If you will never parse anything more complex than that then a plain String.split with a regex should be fine forever.

Though never extending such code is a rarity so I’ll support the others that say that you should indeed do this with NimbleParsec.

shahryarjb · July 19, 2023, 10:56am

I always wanted to use NimbleParsec, but I do not know why I can not understand it . it is good try to learn more, if I can find a good video for it, it can be help full

dimitarvp · July 19, 2023, 10:59am

Yeah I can relate, it can be a bit arcane. I had some threads saved where people explain in more detail but couldn’t find them easily. Try searching for the nimbleparsec tag or just “NimbleParsec” in the title/text.

LostKobrakai · July 19, 2023, 11:32am

I found this to be a good stepping stone, as it explains the ideas behind parser combinators instead of showing how to use a certain library: Saša Jurić - Parsing from first principles - WebCamp Zagreb 2019 - YouTube

guibbv20111 · July 19, 2023, 10:13pm

Hi, you can change this input ? like this “sanatize: arga, argb”

benwilson512 · July 19, 2023, 10:36pm

I do not understand what you are asking, how does this relate to what the poster is trying to do?

shahryarjb · July 19, 2023, 10:41pm

could you explain why should I change the string? please?

guibbv20111 · July 19, 2023, 11:37pm

Sorry, I wasn’t clear, depending on the string we need to go through more steps… I’m testing on a smartphone and maybe you can do it like this:

“sanitize(a, b), validate(c, d)”
|> String.splitter([“(”, “)”], trim: true)
|> Enum.map(&String.trim(&1))
|> Enum.map(& if String. contains?(&1, “,”) == true,
do: String.split(&1, [“,”, " "], trim: true),
else: String.to_atom(&1)
|> Enum.chunk_every(2)
|> Enum.map(&List.to_tuple(&1))
|> Map.new

Sorry again to very poor code…

hst337 · July 19, 2023, 11:42pm

The shortest solution is

for line in String.split(input, ")"), do: Code.string_to_quoted!(line <> ")")

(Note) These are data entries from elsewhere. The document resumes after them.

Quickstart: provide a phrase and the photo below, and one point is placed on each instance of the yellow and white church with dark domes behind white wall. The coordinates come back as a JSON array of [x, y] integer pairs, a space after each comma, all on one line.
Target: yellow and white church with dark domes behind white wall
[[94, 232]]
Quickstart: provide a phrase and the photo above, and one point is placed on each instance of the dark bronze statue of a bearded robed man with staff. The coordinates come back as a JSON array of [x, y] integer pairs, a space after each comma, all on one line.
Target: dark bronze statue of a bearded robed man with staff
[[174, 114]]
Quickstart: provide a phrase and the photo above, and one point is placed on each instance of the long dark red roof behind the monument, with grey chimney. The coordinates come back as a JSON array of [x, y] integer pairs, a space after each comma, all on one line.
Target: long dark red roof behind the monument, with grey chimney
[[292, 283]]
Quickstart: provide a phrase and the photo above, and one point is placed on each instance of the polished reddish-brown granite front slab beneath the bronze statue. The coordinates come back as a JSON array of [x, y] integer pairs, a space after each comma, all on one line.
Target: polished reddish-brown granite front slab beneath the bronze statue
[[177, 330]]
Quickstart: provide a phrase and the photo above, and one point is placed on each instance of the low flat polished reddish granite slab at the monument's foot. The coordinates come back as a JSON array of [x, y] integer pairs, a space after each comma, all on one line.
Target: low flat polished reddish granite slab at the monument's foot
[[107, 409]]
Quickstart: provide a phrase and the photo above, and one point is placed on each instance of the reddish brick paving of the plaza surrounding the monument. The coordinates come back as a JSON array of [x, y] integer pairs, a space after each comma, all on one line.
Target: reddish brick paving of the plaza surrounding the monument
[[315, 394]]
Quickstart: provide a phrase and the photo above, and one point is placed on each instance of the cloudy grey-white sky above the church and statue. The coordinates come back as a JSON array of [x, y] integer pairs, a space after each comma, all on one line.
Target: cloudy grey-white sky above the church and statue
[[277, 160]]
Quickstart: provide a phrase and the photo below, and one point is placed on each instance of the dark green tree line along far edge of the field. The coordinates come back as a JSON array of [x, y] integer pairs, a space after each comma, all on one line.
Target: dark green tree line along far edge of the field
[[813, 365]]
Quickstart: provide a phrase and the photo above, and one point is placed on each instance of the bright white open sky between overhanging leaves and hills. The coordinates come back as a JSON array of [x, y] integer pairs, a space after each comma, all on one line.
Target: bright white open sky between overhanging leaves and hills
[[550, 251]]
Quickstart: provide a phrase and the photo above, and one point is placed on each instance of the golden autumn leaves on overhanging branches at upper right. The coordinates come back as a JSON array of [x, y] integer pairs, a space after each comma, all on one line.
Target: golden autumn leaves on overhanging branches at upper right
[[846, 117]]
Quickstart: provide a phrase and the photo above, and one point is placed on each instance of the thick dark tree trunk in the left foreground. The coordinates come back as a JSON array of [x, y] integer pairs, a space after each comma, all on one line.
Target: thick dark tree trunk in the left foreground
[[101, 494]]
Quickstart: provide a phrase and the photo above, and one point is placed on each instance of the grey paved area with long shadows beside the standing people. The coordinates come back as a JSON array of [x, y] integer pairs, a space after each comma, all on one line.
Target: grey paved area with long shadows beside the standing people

shahryarjb · July 20, 2023, 8:39am

Yes and thank you, but NimbleParsec always remains a problem for me! I tried several times to solve this with NimbleParsec that were not successful even at the beginning :))

  date =
    choice([
      string("validate"),
      string("sanitize")
    ])

for example it returns

{:ok, ["sanitize"],
 "(trim, lowercase, downcase, replace= T) validate(not_empty, max_len = 20, not_integer)",
 %{}, {1, 0}, 8}

but I could not be able to get validate or separate the (_). or if user just put the validate, how can I do it

LostKobrakai · July 20, 2023, 9:19am

NimbleParsec is not regex. It’s not “searching” through your input.

A parser works by going though the input string front → end and at each step you need to define what can be matched next. In your example you tell it to match either "validate" or "sanitize". It starts from the front, finds "sanitize" and then the next char is (, which matches neither of your expected values, so parsing halts.

NimbleParsec — NimbleParsec v1.3.1 has an example of something similar, parsing things wrapped in " instead of parenthesis.